Geologic formation in west Texas and southern New Mexico, US

The Grayburg Formation is a geologic formation in west Texas and southern New Mexico. It preserves fossils dating back to the Guadalupian Epoch of the Permian Period.

==Description==
The formation is found mostly in the subsurface and consists mostly of dolomite with some sandstone and anhydrite. The formation becomes more dominantly carbonate rock near the Guadalupe Reef and the beds become thicker. Away from the reef, the formation becomes increasingly dominated by sandstone.

The formation is interpreted as shallow marine sediments deposited on the San Andres platform, which flanked the Delaware and Midland Basins. The interbedded carbonate rocks and sandstone reflect fluctuations in sea level.
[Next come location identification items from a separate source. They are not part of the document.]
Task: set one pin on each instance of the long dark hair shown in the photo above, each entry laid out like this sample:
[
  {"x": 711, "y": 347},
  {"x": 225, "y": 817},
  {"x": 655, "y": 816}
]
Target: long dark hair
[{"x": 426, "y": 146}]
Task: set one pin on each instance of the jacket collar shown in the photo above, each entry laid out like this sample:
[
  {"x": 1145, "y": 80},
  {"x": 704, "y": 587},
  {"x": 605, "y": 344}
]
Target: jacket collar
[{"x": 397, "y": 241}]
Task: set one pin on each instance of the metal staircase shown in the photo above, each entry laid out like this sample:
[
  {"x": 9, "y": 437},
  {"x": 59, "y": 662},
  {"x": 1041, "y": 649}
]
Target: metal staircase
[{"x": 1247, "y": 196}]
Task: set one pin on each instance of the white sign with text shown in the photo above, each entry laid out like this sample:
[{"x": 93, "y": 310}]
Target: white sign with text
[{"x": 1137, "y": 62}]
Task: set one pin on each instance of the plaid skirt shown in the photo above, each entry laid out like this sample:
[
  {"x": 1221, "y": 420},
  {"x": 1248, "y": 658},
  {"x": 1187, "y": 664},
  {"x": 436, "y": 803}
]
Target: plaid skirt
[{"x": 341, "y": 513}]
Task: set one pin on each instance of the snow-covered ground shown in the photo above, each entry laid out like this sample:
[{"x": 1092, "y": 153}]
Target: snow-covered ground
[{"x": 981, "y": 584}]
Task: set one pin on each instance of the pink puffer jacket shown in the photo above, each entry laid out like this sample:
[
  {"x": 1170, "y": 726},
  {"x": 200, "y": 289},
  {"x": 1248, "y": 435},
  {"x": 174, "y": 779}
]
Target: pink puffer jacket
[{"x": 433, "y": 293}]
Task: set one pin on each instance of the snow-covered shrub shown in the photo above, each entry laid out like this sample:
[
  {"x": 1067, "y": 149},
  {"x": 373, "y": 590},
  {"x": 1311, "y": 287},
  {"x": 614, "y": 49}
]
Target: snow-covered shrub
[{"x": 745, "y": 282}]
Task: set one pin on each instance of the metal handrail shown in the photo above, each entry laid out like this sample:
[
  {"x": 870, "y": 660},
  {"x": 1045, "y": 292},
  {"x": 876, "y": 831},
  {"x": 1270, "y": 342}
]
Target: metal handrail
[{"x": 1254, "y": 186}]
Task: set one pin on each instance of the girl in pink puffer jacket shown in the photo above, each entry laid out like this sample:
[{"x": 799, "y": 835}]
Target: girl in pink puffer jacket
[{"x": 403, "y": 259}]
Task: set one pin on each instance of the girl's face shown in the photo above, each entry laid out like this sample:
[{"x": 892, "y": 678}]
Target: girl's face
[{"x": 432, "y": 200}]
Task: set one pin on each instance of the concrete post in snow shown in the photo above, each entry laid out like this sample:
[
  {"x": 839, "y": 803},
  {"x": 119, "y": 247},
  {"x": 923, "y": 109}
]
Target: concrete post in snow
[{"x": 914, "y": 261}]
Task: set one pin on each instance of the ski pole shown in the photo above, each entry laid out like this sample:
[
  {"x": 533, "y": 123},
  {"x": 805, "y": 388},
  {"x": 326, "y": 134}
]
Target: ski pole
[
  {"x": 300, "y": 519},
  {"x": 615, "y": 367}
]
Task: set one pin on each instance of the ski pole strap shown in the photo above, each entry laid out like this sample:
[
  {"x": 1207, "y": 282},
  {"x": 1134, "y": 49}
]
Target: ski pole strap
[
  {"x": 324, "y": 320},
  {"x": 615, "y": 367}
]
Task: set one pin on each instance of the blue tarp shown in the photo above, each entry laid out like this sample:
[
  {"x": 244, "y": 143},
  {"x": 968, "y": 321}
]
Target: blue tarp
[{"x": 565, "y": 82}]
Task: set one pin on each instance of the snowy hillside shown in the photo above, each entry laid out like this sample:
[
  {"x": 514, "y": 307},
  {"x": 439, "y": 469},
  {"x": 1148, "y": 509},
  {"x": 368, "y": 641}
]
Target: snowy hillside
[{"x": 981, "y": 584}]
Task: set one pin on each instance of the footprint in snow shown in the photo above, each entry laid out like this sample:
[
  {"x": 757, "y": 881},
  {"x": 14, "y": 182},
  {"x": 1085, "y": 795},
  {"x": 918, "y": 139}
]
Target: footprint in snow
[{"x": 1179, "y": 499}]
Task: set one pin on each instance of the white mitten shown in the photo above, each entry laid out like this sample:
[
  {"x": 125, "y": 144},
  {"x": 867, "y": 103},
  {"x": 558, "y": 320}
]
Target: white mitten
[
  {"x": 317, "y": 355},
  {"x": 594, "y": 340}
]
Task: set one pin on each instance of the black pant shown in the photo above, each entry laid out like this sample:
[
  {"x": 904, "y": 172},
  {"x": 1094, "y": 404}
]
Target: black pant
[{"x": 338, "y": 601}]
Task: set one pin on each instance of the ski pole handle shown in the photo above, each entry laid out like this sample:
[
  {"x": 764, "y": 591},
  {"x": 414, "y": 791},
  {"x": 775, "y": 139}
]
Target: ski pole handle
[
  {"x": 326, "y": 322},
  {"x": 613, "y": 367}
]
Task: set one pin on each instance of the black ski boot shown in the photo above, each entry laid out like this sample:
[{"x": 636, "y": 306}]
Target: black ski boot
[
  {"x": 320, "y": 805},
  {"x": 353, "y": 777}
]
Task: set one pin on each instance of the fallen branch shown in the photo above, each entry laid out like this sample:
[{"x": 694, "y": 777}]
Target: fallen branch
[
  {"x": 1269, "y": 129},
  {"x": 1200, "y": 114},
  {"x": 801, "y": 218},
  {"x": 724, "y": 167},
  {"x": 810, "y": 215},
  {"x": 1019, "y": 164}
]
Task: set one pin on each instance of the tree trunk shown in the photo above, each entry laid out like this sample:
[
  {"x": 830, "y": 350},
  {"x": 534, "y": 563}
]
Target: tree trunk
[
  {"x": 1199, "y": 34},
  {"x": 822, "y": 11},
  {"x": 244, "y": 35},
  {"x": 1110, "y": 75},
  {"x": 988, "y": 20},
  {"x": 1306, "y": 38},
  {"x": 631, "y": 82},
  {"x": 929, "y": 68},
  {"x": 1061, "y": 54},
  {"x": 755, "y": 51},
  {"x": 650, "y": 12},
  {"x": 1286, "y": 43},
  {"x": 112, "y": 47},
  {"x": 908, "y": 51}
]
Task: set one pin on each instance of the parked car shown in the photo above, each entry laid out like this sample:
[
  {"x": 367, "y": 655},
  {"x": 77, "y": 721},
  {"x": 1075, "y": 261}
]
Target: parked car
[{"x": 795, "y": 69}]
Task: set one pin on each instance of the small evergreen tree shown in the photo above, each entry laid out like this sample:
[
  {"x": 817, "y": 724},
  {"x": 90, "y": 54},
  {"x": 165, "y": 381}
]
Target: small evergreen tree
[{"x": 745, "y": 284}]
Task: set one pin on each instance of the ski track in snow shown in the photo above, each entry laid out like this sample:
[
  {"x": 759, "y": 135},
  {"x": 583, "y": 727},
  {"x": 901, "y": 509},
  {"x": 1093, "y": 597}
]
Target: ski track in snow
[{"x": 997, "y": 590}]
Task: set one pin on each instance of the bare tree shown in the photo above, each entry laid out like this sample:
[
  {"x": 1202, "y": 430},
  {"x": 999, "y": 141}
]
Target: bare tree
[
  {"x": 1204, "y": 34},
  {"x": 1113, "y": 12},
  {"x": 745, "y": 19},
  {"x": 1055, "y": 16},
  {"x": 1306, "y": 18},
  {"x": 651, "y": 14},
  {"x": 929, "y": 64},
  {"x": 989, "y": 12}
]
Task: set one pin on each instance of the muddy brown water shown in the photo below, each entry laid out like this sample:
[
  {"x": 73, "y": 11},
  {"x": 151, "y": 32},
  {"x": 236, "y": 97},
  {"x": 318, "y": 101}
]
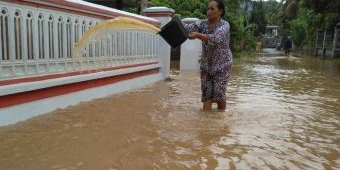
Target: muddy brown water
[{"x": 282, "y": 113}]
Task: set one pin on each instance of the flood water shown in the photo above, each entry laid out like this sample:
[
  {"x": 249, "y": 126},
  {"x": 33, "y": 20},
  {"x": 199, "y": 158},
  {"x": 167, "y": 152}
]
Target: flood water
[{"x": 282, "y": 113}]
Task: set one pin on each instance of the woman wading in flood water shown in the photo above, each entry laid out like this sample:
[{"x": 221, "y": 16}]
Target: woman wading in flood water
[{"x": 216, "y": 60}]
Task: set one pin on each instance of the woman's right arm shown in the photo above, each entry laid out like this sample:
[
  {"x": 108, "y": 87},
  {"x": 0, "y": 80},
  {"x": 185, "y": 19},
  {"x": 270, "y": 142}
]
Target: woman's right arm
[{"x": 193, "y": 27}]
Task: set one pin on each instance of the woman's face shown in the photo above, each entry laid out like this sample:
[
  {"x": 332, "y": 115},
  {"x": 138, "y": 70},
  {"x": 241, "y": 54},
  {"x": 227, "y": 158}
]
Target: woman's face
[{"x": 213, "y": 11}]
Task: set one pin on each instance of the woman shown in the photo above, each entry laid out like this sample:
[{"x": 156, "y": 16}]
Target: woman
[{"x": 216, "y": 60}]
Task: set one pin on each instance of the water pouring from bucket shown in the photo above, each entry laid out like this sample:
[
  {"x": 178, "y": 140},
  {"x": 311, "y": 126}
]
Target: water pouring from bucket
[
  {"x": 173, "y": 32},
  {"x": 103, "y": 29}
]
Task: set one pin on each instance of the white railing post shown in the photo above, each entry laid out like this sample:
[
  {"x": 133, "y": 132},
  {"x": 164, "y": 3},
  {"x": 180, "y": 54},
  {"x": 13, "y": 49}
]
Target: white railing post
[{"x": 163, "y": 14}]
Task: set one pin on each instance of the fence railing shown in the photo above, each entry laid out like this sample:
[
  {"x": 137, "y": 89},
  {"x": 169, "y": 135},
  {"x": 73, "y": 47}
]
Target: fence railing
[{"x": 36, "y": 41}]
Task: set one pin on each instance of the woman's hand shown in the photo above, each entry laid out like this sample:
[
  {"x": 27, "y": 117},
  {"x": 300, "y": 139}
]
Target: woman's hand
[{"x": 194, "y": 35}]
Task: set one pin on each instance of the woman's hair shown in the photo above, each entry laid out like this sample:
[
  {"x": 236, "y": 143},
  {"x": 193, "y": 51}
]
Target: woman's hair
[{"x": 220, "y": 6}]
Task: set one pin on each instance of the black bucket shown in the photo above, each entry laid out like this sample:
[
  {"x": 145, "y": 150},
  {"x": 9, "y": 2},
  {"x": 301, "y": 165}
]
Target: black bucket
[{"x": 174, "y": 32}]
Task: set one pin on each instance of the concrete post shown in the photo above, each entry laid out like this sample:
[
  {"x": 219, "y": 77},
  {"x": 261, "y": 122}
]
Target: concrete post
[{"x": 164, "y": 15}]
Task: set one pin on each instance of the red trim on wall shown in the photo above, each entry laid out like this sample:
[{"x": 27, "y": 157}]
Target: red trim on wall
[
  {"x": 74, "y": 73},
  {"x": 29, "y": 96},
  {"x": 75, "y": 9}
]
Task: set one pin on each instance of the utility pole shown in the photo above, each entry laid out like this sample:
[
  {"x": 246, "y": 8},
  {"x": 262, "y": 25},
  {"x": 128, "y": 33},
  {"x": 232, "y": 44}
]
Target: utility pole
[{"x": 143, "y": 5}]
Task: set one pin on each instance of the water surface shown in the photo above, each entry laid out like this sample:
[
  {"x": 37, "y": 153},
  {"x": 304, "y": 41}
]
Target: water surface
[{"x": 282, "y": 113}]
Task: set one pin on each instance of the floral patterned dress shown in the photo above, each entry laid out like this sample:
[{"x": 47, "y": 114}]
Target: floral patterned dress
[{"x": 216, "y": 59}]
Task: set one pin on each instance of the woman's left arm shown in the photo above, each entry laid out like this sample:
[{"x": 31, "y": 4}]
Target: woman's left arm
[
  {"x": 212, "y": 39},
  {"x": 219, "y": 35}
]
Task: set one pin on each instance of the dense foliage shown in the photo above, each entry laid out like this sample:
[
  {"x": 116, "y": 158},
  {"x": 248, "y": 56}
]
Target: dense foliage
[{"x": 301, "y": 19}]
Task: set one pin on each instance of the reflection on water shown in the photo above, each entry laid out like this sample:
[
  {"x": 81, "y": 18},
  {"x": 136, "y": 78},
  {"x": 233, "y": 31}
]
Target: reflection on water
[{"x": 283, "y": 113}]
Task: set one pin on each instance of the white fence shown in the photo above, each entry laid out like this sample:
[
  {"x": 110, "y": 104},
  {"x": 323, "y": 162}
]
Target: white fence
[{"x": 36, "y": 41}]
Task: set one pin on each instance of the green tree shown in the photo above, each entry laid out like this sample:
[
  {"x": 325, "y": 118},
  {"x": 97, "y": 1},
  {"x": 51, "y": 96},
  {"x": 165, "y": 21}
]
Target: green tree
[{"x": 258, "y": 18}]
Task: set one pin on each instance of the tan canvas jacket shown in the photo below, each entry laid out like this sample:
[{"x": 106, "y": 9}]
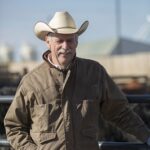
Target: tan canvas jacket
[{"x": 61, "y": 110}]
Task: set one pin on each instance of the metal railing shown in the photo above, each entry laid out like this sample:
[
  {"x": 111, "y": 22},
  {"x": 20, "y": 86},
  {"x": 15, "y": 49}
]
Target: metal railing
[{"x": 103, "y": 145}]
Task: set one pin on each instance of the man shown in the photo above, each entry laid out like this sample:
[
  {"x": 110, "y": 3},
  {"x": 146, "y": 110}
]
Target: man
[{"x": 59, "y": 105}]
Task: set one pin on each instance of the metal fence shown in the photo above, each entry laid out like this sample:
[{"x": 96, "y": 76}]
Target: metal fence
[{"x": 6, "y": 100}]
==History of investigation==
The formation was first defined by Robert I. Dickey in 1940 based on well logs. Dickey assigned the formation to the now-defunct Whitehorse Group. D.B. Tait, W.S. Motts, and M.E. Spitler reassigned the formation to the Artesia Group in 1962. V.C. Kelley subsequently adjusted the definition of the lower contact of the formation, in 1971.